Analysis: Pilot over Auschwitz - maybe Iran too?

Maj.-Gen. Amir Eshel served as the lead pilot in one of the Israel Air Force’s most memorable missions – a flight over the Auschwitz death camp in Poland.

IAF F15 fighters over Auschwitz BIG (photo credit: IAF Spokesman)
IAF F15 fighters over Auschwitz BIG
(photo credit: IAF Spokesman)
On September 4, 2003, Maj.-Gen. Amir Eshel served as the lead pilot in one of the Israel Air Force’s most memorable missions – a flight over the Auschwitz death camp in Poland.
Under the agreement with the Polish government, the IAF F-15s were supposed to fly high above Auschwitz, and way out of sight.
The day of the flight though, Eshel convened the other pilots and announced that they were going to fly below the clouds so they could be seen by the IDF officers who would be holding a ceremony along the train tracks below.

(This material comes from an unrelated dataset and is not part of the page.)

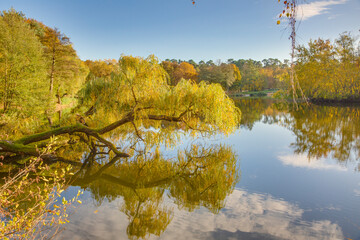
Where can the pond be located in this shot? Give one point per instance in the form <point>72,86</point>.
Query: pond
<point>283,174</point>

“We listened to the Polish for 800 years,” Eshel was quoted as telling the other pilots at the time. “Today, we don’t have to listen anymore.”

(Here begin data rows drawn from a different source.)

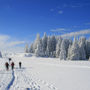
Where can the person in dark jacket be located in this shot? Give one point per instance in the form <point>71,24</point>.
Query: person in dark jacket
<point>7,66</point>
<point>12,65</point>
<point>9,59</point>
<point>20,65</point>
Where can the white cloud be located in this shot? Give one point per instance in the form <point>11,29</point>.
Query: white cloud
<point>7,43</point>
<point>58,30</point>
<point>51,10</point>
<point>87,23</point>
<point>60,12</point>
<point>82,32</point>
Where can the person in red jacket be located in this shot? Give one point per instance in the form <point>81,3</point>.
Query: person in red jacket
<point>7,66</point>
<point>12,65</point>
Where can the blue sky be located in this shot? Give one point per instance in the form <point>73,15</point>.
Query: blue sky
<point>21,20</point>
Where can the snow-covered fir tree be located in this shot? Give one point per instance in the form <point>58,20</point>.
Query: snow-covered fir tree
<point>36,42</point>
<point>55,46</point>
<point>0,55</point>
<point>58,47</point>
<point>63,51</point>
<point>31,50</point>
<point>44,43</point>
<point>74,51</point>
<point>82,47</point>
<point>39,49</point>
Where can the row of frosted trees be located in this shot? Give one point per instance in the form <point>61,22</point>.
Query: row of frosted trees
<point>56,46</point>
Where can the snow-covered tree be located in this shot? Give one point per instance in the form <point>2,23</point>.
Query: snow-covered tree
<point>74,51</point>
<point>82,47</point>
<point>44,43</point>
<point>63,51</point>
<point>26,48</point>
<point>36,42</point>
<point>48,46</point>
<point>0,55</point>
<point>51,46</point>
<point>58,46</point>
<point>87,49</point>
<point>31,49</point>
<point>39,49</point>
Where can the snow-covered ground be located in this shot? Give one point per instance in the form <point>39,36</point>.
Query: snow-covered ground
<point>45,74</point>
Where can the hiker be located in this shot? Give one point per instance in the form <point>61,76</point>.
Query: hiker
<point>20,65</point>
<point>7,66</point>
<point>12,65</point>
<point>9,59</point>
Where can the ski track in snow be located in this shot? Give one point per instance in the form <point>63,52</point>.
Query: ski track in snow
<point>5,78</point>
<point>19,80</point>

The picture of the three F- 15s over Auschwitz – a demonstration of Israel’s might and independence – can be found in hundreds of IDF offices these days.
Most of the pictures were given out personally by Maj.- Gen. (res.) Elazar Shkedy, the former IAF commander who stepped down in 2008. Shkedy wrote on all of them: “To remember. Not to forget. To rely only on ourselves.”
That message resonates even louder today as Israel faces a daunting dilemma – to allow Iran to obtain a nuclear weapon, or to embark on possibly one of the most difficult military operations in its history and try to bomb its nuclear facilities.
Contrary to some media reports over the past month, the opinions of Eshel and his main contender Maj.-Gen. Yohanan Locker on Iran were irrelevant in the debate over who should be appointed the next IAF commander. Whether they view Iran as an existential threat or not is not something that played a role in deciding who would be tapped for the job.
What is important, though, is what Eshel thinks about the viability of such a strike and whether it can succeed. One former IAF commander recently recalled the internal military and political debates ahead of Israel’s 1981 bombing of Iraq’s Osirak nuclear reactor.
“The commander of the IAF is key in this case,” the former officer recalled. “The IAF chief needs to believe it can be done, then he needs to convince the chief of staff and then the two of them need to go to the defense minister and prime minister and convince them as well.”
While this might have been the situation in the late 1970s, the current debate over Iran has been going on for years and is well documented. The consensus within the Israeli defense establishment is that the IDF has the ability to knock out Iran’s key facilities, and as a result, set back the program by a number of years.
Nevertheless, without Eshel saying it is possible, it is difficult to imagine how such a strike could be carried out. This does not mean that Eshel needs to believe it is the right thing to do. Just that it can be done.
If, for example, Eshel did not believe such a strike is possible, it is difficult to imagine Defense Minister Ehud Barak agreeing to his appointment. On the other hand, Eshel’s assessment of the extent of damage a strike against Iran could cause will also play a critical role when the government convenes to debate a strike against Iran in the future. It will need to decide if the risk is worth the gain.
Eshel will be taking over an air force that is believed to be preparing for a strike against Iran, and is believed to be ready for the wide variety of challenges it could face in the coming years.
Nevertheless, Eshel will be taking over the IAF at a time when Israel’s enemies are doing everything they can to obtain capabilities aimed at undermining Israel’s aerial superiority and qualitative military edge in the region.
Syria has invested billions of dollars in recent years in purchasing the most advanced Russian surface-to-air missile systems, and the IAF currently operates under the assumption that some of these systems have already been transferred to Hezbollah in Lebanon.
Hamas and Islamic Jihad in the Gaza Strip have also obtained sophisticated shoulder-to-air missile systems and the IAF also believes that in a future conflict it will not be able to rely on GPS-guided munitions, since Israel’s enemies will likely have the ability to jam them.
Eshel’s term as IAF commander will be marked by the way Israel deals with Iran, but his challenges will not end in Tehran.
The Middle East is in the throes of a historic upheaval and from April, Eshel will, once again, be Israel’s lead pilot.